In Brave New World, the characters are about to venture to a reservation to meet the “uncivilized” population, which – as the band hypothesizes – are people who are more like us, whose normal corresponds to our own normal.

The band is keeping a communication journal with me on their reading experience, as well as participating in a weekly literature circle. So far, they’ve mapped out the Central London Hatchery and made predictions about the world, as well as analyzing each of the main characters. Notes from some of their work:

— This society is different from ours, but so far, I don’t see why this ‘dystopia’ is so bad. It certainly is ethically wrong- training babies since conception to fill a certain position. But to the person, it makes no difference. Unless there is a defect in the system and a baby comes out wrong (which there certainly will be, otherwise the story has no plot), the person is perfectly happy doing their job.

— In our world, we are fully grown and matured in about 16-24 years. And while we are growing up, we learn mostly by making mistakes.
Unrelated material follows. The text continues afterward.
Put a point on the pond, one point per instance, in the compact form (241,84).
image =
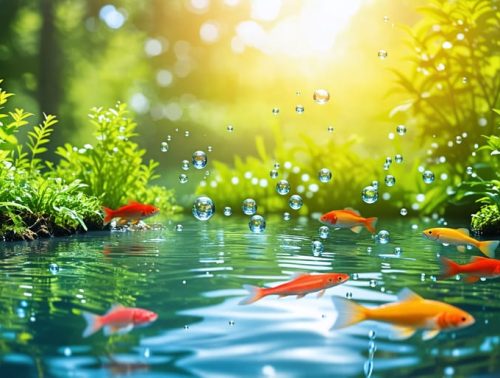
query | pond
(193,279)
When you break something, when you lose something, when you hurt someone. All these things teach us while in BNW, they don’t really have those learning experiences.  

— Alphas are given normal levels of oxygen to ensure full physical maturity and full mental capacity, the oxygen supply is reduced the farther down the social construct you go to the point of having epsilons being stupid dwarfs. my question is is it wrong to be forced to do one kind of work when you are sort of genetically inclined towards those working conditions?

— In the Brave New World setting we have been introduced to, nearly the only thing humans today have in common with the humans in London, 632 A.F. are some biological factors. So far there is nothing in the book to suggest that there are people in this society that don’t have opposable thumbs, and proportionately big brains. However, the mentality of the society seems to be centered around consumerism rather than creativity, each person striving only to fulfill their position as a cog in the great machine, pushing limits only in the endeavor of greater mass production of people. 

— In Human 782’s case, it has not and will never reproduce, has never felt emotion, and most likely does not have the will to survive. So is Human 782 human?

— Even in the first few lines, the atmosphere was set up beautifully, but that atmosphere was strangely sterile and overall a little spooky. The last thing I noticed was how even though it was written decades ago, how much of the impact and relevance still remained. That isn’t a common thing, even with actual classics.